Practicing medicine takes more than just countless hours of study, passage of exams and additional preparation. In the United States, it also requires an official medical license from the state the doctor wishes to have their practice.
Can doctors who are trained in other countries practice in the U.S.?
Yes, but the details of the process will vary for each state. Generally, doctors trained abroad who wish to practice will need to complete additional educational courses before a state will grant licensure. It is not uncommon for foreign programs to focus on field work. In the United States, the training program also requires foundational knowledge in physiology, biology, chemistry and the like. As a result, leaders in the field have decided this additional coursework is advantageous before a foreign trained physician can begin their practice in the U.S.

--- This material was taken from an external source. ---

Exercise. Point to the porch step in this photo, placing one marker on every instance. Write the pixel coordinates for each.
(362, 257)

Receiving licensure to practice medicine will also likely require passage of the U.S. Medical Licensing Exam, certification from the Educational Commission for Foreign-Trained Medical Graduates, enrollment in a medical residency program and a third licensing test.
Can a foreign trained doctor get a U.S. MD designation?
In New York, applicants may receive an MD (medical doctor) designation if the following requirements are met:
- Medical education. The applicant must have completed a medical education in a foreign medical school that is “satisfactory to the department.” The education must be in line with the policy of the New York Office of the Profession’s Board of Regents. The applicant must also have a license to practice medicine in the state.
- Application. Finally, the physician must complete and apply to the New York State Education Department.
The Board of Regents will then review the application and decide.